Continuation to this question: Add row in R dataframe by unique factor in column showing percent change by Month
testing <- data.frame(
MONTH = c("MTD: 12", "MTD: 12", "MTD: 11", "MTD: 12", "MTD: 12", "MTD: 12"),
YEAR = c(2012, 2013, 2014, 2015, 2013, 2014),
Client = c("A.", "A.", "A.", "B.", "B.", "B."),
Revenue = c(320, 205, 166L, 152, 150, 138),
Col1 = c(651, 485, 533, 3932, 171, 436),
Col2 = c(478, 335, 305, 238, 115, 251),
Col3 = c(73, 69, 57, 6, 67, 57),
Col4 = c(6.7, 6.1, 5.5, 6.4, 13.1, 5.5)
)
# subset just the month=12 rows
test12 <- testing[testing$MONTH=="MTD: 12", ]
test12 <- test12[order(test12$Client, test12$YEAR), ]
# define a function to calculate percent change
pctchange <- function(x) {
L <- length(x)
c(NA, 100 * (x[-1] - x[-L]) / x[-L])
}
# calculate percent change for all columns, by client
change <- apply(test12[, c("Revenue", "Col1", "Col2", "Col3", "Col4")], 2,
function(y) unlist(tapply(y, test12$Client, pctchange)))
change <- data.frame(change)
names(change) <- paste0("d", names(change))
test12b <- cbind(test12[, c("MONTH", "YEAR", "Client")], change)
# merge back with monthly data
merge(testing, test12b, all=TRUE)
So after running this code you get a list that has been splitted by client.
I want to run the following code that will essentially remove the 2nd row if the number of rows for that factor (the client) is greater than 2.
I tried this already and it didn't work:
testing<-ifelse(length(splitresult)>2,splitresult[-2,],splitresult)
Ultimate goal out of all of this:
1) To just get the percent change of the last year with the previous year and don't show the inbetween stuff like NA for the previous year. But if it is a new client I do want the NA there to specify it is a new client. So that is why I tried out the code above which didn't work.

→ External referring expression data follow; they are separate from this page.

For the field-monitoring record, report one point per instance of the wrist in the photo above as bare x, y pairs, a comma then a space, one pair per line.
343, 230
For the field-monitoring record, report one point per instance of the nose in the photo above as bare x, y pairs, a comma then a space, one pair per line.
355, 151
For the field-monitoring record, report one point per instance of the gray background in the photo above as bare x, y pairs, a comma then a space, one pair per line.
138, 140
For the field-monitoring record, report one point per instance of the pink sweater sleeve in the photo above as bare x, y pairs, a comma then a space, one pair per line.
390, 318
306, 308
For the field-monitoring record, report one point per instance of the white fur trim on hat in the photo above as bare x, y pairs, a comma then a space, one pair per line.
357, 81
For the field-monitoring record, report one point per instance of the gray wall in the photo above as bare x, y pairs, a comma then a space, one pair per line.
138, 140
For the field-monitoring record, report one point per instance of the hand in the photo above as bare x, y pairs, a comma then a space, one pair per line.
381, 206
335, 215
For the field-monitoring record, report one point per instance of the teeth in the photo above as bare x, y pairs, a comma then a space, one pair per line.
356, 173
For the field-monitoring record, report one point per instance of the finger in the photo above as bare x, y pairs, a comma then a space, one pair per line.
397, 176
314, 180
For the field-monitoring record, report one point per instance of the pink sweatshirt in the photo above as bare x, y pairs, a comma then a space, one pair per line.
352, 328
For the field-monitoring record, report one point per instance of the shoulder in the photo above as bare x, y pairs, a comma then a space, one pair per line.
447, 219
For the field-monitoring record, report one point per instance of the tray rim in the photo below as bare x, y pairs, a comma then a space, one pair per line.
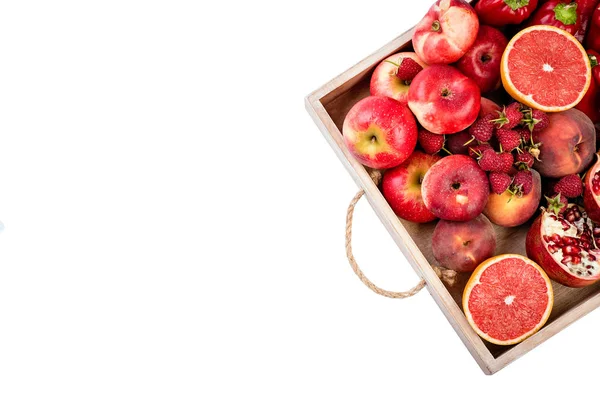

2) I want to reorder the clients in the split by Revenue in MTD: 12 2014.
splitlist[order(sapply(splitlist, function(x) (x[["Revenue"]])))]
(Didn't work: assume splitlist is the name of the list)
If anyone can help me with either question it would be extremely helpful. Thanks!
I think the plyr
package would help here. For example, instead of the last line of code where you use ifelse
, you could try
library(plyr)
out = ddply(splitresult, "Client", function(x){
if(dim(x)[1] > 2) x = x[-2,]
return(x)
})
Here, x
is a client-specific data frame, and out
is the result of combining the rows of a bunch of client-specific data frames.
You might also check out lubridate
, which will make dates and times easier to deal with. As mentioned in the comments, dplyr
would also be helpful, as would the rest of the "Hadleyverse" of packages for cleaning and plotting data. The solutions to your questions 1 and 2, along with the whole process of cleaning and summarizing, will be much cleaner and easier with the right tools.